In other words, if we rotate (swap) branches on one or both trees, we can make the trees look more similar without changing branch length or topology.

The Click on Node to: tool on the control panel.

As a trivial example, the protein tree shows the Glycine soja sequence above the Glycine max, while the DNA tree show Glycine max above Glycine soja. To eliminate this meaningless difference between the two trees, click on the outer node joining the two Glycine sequences in the DNA tree:

The green circle shows where the node was clicked to swap the branches.

With the protein and DNA trees side by side, click on internal nodes to swap groups of branches (clades), until the two trees look as similar as is possible to do. The best way is to begin at inner nodes and work your way out to the periphery of the trees.

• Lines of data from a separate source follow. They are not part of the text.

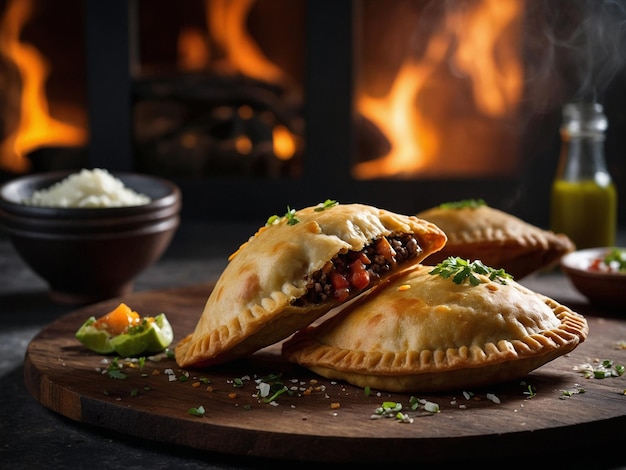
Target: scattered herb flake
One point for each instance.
(114, 370)
(603, 370)
(199, 411)
(327, 204)
(460, 270)
(473, 203)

While the color scheme used was instructive for distinguishing species, some of the colors used don't show up well against the background. To make for better readability, turn off Options --> Color gradient and change Options --> Select color scheme to "Simple".

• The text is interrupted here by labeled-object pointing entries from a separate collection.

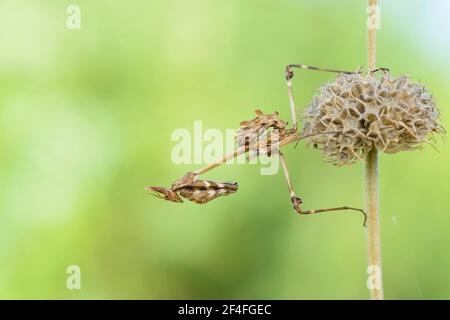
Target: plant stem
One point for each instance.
(371, 187)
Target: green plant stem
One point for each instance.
(371, 190)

Now, let's compare how the protein and DNA trees separate species based on a higher taxonomic rank.
For both protein and DNA trees, Tools --> Colorize subtrees by taxonomic rank, and choose "Family".

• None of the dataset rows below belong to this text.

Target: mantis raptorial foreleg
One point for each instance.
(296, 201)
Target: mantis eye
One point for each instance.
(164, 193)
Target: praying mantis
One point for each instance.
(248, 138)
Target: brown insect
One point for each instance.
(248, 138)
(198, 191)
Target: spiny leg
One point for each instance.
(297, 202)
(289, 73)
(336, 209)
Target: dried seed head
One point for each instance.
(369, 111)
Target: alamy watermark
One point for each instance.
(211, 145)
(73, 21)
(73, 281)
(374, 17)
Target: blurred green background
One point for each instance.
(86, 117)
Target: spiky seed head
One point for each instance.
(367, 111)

The most striking thing shown in the comparison is that while the protein alignment groups the sequences from Manihot (Cassava, order Malpighiales) with Pyrus, Malus and Cannabis (order Rosales), the DNA tree groups Manihot with Populus, which is also in Malpighiales. Bootstrap values indicate that Populus and Manihot were together on 86.6% of replicate trees.
order family genus
Fagales Fagaceae Quercus
Malpighiales Salicaceae Populus
Malpighiales Euphorbiaceae Manihot
Rosales Rosaceae Pyrus
Rosales Rosaceae Malus
Rosales Cannabaceae Cannabis
Fabales Fabaceae Arachis
Fabales Fabaceae Prosopis
Fabales Fabaceae Glycine
Fabales Fabaceae Phaseolus
Fabales Fabaceae Vigna
Fabales Fabaceae Cajanus
Fabales Fabaceae Lupinus
Fabales Fabaceae Cicer
Fabales Fabaceae Medicago
Fabales Fabaceae Abrus


5. Generating figures for publication

What looks good on a computer screen often doesn't work for publication. In particular, the color-on black trees that make things stand out on the screen don't work well in a publication.

A few guidelines for publication:
At the end of the day, no program will do everything you want to do to get across the point you want to make with your figure. It will almost always be necessary to import your tree image into a drawing program to add things like labels, arrows, circles or brackets.

The example below was done as follows:  Choose Type -->  "Unrooted" and Options --> Radial labels. Also, uncheck Taxonomy Scientific on the control panel. This will leave only the Accession numbers on the tree, but will fit better in the space available.

Although Archaeopteryx has an option to export trees as bitmap graphics, the problem is that the tree often appears as a small area on a large "sheet of paper". A better solution is to take a snapshot of the Archaeopteryx windown itself and then crop out everything other than the tree, and save to a bitmap file such as PNG or JPG.

This file can then be imported into any drawing program to add annotation. The example below was done using GIMP on Linux to capture and crop the image, which was then imported into LibreOffice Draw for final processing.

In practice, it might also be necessary to turn off colors for the tree, which might not reproduce as well as black and white.

In conclusion, start with the idea you want to get across, and plan your tree to bring out that idea.